Ausgerechnet der Valentinstag 2016 änderte alles: Vanessa Münstermann wurde in den frühen Morgenstunden von ihrem Ex-Freund mit Schwefelsäure übergossen. Ihre linke Gesichtshälfte und Teile des Dekolletés sind seither deutlich gezeichnet. „Ich musste diese schreckliche Erfahrung in etwas Positives umwandeln, nur so war der Schmerz zu ertragen“, berichtet Vanessa Münstermann. Die Gründung von „AusGezeichnet“ helfe ihr bis heute bei der Bewältigung des Traumas. „Mit dem Verein kann ich von Geburt, durch Unfall oder ein Verbrechen entstellten Menschen einen Raum geben, Gespräche führen und so anderen zur Seite stehen, aber auch selber Kraft schöpfen – gemeinsam sind wir stark“, verdeutlicht Münstermann Sinn und Zweck des gemeinnützigen Vereins. „Das Erlebte derart zu verarbeiten, ist äußerst bewundernswert und war für den Vorstand Anlass, Frau Münstermann als die besondere Patientin 2018 auszuzeichnen“, konstatiert Prof. Dr. Riccardo Giunta, Präsident der Deutschen Gesellschaft der Plastischen, Rekonstruktiven und Ästhetischen Chirurgen (DGPRÄC).

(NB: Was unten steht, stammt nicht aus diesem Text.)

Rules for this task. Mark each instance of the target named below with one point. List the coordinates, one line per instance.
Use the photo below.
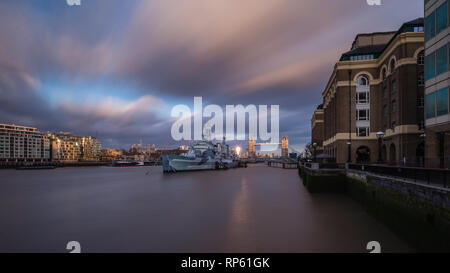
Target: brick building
(317, 129)
(437, 75)
(377, 90)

Plastische Chirurgie = Wiederherstellung
Prof. Dr. Peter M. Vogt, Direktor der Klinik für Plastische Chirurgie an der Medizinischen Hochschule Hannover führt aus, dass bei der Behandlung zahlreiche Maßnahmen zum Tragen kamen, die die Plastische Chirurgie auszeichnen. „Die Wiederherstellung erfordert Geduld, Kreativität, zahlreiche Techniken, interdisziplinäre Zusammenarbeit und nicht zuletzt das Einfühlen in den Patienten. Die Plastische Chirurgie ist eine sprechende Chirurgie“, stellt er klar. „Um ein weiteres Eindringen der Säure zu verhindern, wurde das verätzte Gewebe unter Schonung der Gesichtsnerven sofort entfernt, so konnte die Beweglichkeit der Mimik erhalten und ein Vordringen der Säure bis auf den Kieferknochen verhindert werden. Dank unserer Möglichkeiten im Rahmen unseres Verbrennungszentrums konnten wir die Defekte mehrfach wieder decken“, berichtet der Plastische Chirurg und stellt klar, dass die Möglichkeiten noch nicht ausgeschöpft seien, es nun aber an der Patientin sei, zu bestimmen, was wann folge.
Kommunikation hilft!
„Für mich war es besonders wichtig, dass irgendwann der Zeitpunkt erreicht war, wo ich entscheiden durfte und wollte, wie es weiter geht. Es hat mich gestärkt beim Nach-Vorne-Schauen und mir Kraft und Selbstbewusstsein gegeben, auch im Dialog mit den Ärzten immer als Mensch und nicht als Fall wahrgenommen zu werden“, teilt Vanessa Münstermann ihre Sicht der Dinge. „Letztlich war es für mich zunächst wichtiger, den Dialog zu suchen, anderen zu helfen und etwas zurückzugeben“, führt sie aus. So sei es schließlich zu der Gründung von „AusGezeichnet“ gekommen. „Ich weiß, wie es sich anfühlt, plötzlich angestarrt zu werden und beim Blick in den Spiegel zu verzweifeln. Der Dialog, der Austausch mit anderen Betroffenen, der Aufbau des Vereins, das alles hat mir geholfen, ein neues Leben aufzubauen“, berichtet die 29-Jährige. Besonders viel Freude bereite es ihr, Verbrennungs- und Säureopfern in anderen Teilen der Welt notwendige Mittel zu Versorgung ihrer Wunden zukommen zu lassen. „Ich wurde und werde optimal medizinisch versorgt, das Glück hat nicht jeder. Menschen, denen es anders ergeht, zumindest dabei zu helfen, Infekte zu vermeiden, an denen sie schließlich sterben könnten und trotz mangelhafter Versorgung ein möglichst ästhetisches Ergebnis zu erzielen, gibt meinem Leben und Schicksal einen neuen Sinn,“ schließt sie.